In this case, a 61-year-old woman who was energetic, maintained a healthy diet, ran six miles three times a week, and looked 10 to 13 years younger than her 61 years. There were no heart issues in her family. She didn't smoke. Everything, according to the author, pointed to a long life that would have seen her live into her early eighties.

But it didn't turn out that way—and it was allegedly the side effects from Zocor that led to her ultimate demise.

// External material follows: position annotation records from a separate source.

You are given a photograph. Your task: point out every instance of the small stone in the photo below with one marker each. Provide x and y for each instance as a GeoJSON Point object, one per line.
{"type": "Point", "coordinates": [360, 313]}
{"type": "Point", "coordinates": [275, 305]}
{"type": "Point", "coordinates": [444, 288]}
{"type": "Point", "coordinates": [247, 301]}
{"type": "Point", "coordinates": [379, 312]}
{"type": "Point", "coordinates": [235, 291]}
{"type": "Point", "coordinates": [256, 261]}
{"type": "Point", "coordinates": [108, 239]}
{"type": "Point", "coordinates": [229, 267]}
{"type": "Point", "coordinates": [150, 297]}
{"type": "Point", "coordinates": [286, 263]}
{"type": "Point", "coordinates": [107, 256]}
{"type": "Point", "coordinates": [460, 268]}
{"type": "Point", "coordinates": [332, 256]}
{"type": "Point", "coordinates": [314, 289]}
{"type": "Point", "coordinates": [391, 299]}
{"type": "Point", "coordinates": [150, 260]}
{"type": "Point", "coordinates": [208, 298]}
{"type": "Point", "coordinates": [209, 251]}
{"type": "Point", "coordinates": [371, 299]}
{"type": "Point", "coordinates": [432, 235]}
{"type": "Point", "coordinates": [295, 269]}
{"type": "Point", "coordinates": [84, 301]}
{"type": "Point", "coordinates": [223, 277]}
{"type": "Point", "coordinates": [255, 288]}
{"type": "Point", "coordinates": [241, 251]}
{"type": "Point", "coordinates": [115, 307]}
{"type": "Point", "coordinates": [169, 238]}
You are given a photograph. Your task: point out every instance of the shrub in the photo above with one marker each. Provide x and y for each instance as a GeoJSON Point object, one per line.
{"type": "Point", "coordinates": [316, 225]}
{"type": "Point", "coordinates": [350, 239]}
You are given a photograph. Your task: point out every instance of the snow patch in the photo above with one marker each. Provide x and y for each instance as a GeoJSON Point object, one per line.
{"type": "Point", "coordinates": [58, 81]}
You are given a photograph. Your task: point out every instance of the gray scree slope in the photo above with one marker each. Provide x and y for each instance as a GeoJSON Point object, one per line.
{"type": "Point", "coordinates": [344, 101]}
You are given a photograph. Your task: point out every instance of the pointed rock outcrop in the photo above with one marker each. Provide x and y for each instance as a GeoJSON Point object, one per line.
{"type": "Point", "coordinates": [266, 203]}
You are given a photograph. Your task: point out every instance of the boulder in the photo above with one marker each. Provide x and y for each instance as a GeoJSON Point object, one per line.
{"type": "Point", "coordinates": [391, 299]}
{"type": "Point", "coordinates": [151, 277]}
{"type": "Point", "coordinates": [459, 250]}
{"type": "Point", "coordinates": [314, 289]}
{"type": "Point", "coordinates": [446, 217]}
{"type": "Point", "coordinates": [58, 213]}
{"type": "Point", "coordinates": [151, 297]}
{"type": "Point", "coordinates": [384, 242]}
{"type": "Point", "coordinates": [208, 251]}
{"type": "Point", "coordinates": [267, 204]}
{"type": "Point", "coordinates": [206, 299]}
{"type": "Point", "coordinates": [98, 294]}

The woman was healthy in every respect with the exception of high cholesterol and high blood pressure. Her cardiologist prescribed 20mg of Zocor simvastatin at the age of 58, and she remained on the drug for three years until the end of her life.

Sadly, her death appears to have been triggered by the rather innocent but otherwise healthful act of consuming a glass of grapefruit juice in an effort to further promote good health during the dark, dreary and cold winter months.

One small glass per day, which she began consuming just two weeks before her death. She soon began experiencing muscle pain—a sign of statin myopathy. A few days after that the energetic runner couldn't move her arms or legs.

Eventually, a diagnosis of rhabdomyolysis was identified—Zocor muscle damage that results, in rare cases, in the gradual breakdown of muscle fibers and their release into the bloodstream. Treatment was aggressive once the diagnosis was made, but by then it was too late and she died in five days, at the age of 61, from Zocor toxicity. The breakdown of muscle tissue and internal bleeding had done a number on the woman's liver, with Zocor liver damage as a contributing cause.

It was determined later that the woman had been experiencing symptoms associated with statin myopathy and other adverse effects of the Zocor drug for about a year, but her cardiologist failed to make the connection. Rhabdomyolysis is thought to be treatable if caught early.

In this case a woman who ate right, exercised and looked 47 instead of 61 was felled by complications extending from the Zocor cholesterol drug.